Two people who I trusted 100% drove a bus over me. Lesson learned. Won't happen again. I realize now there are just some really sick toxic people out there... and I now have the tools and wisdom to see through their lies. But daym! What a horrible and painful way to learn this lesson. :(

Posted
I have read more than just a few posts where both wayward spouses and other men/women seem to feel that the betrayed spouse must know their wayward spouse is cheating, yet they do nothing about it. Somehow this gets turned into the betrayed spouse not caring about their wayward spouse or that the cheating is going on...that, on some level, they are okay with it.

 

So we have the WS and OP who are already lying, cheating, disrespectful (fill in your own expletive). To justify their actions in their small, pathetic, atrophied brains, they will assume the BS knows about the affair. And as such, will assume that the BS just doesn't care and is OK with the affair. Of course the WS isn't telling the BS about the affair and is doing everything possible to conceal it.

 

Yep, I'm calling Bullsh*t on that.

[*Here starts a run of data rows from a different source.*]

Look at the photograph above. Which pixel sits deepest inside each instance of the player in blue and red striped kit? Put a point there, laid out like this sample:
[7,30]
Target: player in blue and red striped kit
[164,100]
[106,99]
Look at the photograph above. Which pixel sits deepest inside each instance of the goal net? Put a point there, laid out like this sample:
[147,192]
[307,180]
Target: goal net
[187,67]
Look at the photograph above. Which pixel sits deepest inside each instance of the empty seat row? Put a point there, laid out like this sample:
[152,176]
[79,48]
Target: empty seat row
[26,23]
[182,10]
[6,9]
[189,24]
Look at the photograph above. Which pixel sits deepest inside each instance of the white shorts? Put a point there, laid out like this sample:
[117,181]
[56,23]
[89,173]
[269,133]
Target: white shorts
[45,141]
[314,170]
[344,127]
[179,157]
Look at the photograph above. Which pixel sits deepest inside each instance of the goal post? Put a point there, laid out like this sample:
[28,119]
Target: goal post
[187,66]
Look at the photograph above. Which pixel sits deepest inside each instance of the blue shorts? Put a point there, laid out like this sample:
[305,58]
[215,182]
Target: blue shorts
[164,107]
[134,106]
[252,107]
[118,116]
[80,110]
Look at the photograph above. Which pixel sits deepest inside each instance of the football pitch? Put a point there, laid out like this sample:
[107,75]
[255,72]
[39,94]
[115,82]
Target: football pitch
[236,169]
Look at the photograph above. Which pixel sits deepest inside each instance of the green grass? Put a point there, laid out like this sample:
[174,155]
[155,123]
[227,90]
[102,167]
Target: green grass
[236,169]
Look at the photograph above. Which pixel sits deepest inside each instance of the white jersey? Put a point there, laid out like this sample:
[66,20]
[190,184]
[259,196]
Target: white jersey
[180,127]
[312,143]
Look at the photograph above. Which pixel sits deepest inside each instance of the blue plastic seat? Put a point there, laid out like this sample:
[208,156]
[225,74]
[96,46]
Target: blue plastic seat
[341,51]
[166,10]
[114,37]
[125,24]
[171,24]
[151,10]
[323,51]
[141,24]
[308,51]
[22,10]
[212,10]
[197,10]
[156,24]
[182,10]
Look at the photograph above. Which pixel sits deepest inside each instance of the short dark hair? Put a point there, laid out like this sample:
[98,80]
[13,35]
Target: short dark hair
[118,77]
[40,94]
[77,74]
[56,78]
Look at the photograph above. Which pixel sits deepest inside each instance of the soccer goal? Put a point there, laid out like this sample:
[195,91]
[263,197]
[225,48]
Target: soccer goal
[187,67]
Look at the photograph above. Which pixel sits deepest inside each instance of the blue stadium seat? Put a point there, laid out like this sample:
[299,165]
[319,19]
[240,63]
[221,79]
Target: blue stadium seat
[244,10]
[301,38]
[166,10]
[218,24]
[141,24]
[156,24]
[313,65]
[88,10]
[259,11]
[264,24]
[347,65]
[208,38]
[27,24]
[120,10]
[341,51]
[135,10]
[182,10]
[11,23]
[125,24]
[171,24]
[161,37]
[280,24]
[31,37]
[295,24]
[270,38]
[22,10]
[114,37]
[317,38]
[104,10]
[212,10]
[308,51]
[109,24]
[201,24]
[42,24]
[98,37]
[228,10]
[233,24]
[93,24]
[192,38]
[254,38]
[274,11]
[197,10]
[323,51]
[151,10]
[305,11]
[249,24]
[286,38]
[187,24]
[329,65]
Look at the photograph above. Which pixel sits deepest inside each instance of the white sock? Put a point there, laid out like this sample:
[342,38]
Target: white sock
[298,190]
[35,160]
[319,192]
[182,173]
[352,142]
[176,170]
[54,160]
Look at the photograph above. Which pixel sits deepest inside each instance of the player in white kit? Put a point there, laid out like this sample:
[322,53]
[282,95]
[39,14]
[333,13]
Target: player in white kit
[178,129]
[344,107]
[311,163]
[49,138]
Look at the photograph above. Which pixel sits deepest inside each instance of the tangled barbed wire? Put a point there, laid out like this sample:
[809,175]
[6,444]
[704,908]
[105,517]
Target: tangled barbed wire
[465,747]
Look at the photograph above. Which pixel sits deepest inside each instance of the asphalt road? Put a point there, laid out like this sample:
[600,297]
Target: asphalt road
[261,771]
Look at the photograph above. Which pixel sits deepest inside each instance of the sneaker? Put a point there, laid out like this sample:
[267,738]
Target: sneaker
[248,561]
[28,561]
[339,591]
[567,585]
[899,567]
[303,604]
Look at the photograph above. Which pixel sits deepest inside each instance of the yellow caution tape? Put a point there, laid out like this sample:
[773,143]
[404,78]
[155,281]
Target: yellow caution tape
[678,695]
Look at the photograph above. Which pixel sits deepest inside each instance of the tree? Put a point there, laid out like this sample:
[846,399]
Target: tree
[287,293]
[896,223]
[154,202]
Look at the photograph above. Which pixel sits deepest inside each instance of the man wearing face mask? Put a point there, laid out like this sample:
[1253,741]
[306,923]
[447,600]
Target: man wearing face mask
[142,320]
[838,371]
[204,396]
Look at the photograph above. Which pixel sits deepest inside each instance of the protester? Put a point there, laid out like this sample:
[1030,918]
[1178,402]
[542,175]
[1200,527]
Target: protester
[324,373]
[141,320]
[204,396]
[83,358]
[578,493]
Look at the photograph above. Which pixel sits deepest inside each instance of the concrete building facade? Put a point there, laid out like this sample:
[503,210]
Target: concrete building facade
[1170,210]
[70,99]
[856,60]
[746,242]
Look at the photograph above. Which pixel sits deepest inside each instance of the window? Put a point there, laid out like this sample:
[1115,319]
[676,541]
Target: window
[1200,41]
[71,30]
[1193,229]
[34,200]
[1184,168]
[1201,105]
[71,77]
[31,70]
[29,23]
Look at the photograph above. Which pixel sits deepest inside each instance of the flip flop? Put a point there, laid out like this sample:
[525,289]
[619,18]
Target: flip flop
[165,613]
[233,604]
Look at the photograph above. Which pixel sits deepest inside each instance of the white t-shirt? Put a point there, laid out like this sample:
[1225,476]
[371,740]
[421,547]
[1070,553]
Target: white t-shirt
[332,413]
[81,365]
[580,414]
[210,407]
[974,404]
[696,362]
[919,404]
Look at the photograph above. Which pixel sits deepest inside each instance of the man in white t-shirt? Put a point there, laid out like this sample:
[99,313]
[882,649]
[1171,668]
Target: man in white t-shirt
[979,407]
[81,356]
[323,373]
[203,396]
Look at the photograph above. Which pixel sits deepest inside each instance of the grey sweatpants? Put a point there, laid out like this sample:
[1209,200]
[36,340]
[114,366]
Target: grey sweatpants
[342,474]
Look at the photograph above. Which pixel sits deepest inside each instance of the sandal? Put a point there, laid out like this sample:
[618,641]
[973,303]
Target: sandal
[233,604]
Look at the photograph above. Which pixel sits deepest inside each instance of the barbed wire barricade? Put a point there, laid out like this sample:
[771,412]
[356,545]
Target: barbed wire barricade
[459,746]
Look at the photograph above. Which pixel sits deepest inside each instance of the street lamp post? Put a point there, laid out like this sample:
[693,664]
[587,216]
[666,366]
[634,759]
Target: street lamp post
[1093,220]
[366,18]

Any WS or OP that actually thinks this way needs to have a red hot poker shoved up their ass.

  • Like 3
Posted
Now if my husband started wearing white shoes and wore his shirt unbuttoned to make room for gold chains around his neck..I might have become suspicious.

 

Unfortunately the signs were very subtle, and he used the greatest gift I gave him which was my trust.

 

In hindsight you see it, and it really pisses me off.

 

So Furious, what you're saying is if your husband came home looking like this, you might have suspected something

 

Google Image Result for http://images.halloweencostumes.com/pimp-costume-zoom.jpg

  • Like 1
Posted
Why is it the BS who 'chooses' to ignore?

 

In this instance, because I was referring to BS's who choose to ignore...

 

 

what if they aren't aware of such issues because the WS doesn't communicate?

 

Then they are not a BS who chose to ignore issues.

 

 

So really it's the WS who chooses to ignore and doesn't want to address them (hoping issues will go away on their own by ignoring them, not dealing with it) so therefore WS handles it by going outside of the marriage.

 

In which case, that would be a different situation than one in which the problems are communicated and the BS chooses to ignore them.

 

Not saying this is the case for all situations but it certainly isn't fair to put all of this on the BS when they are clueless about how their spouse feels and assumes all is okay.

 

Nothing applies to all people in any group. I was referring to a particular situation in which the BS clearly holds blame, at least some portion of the blame, for the state of their M.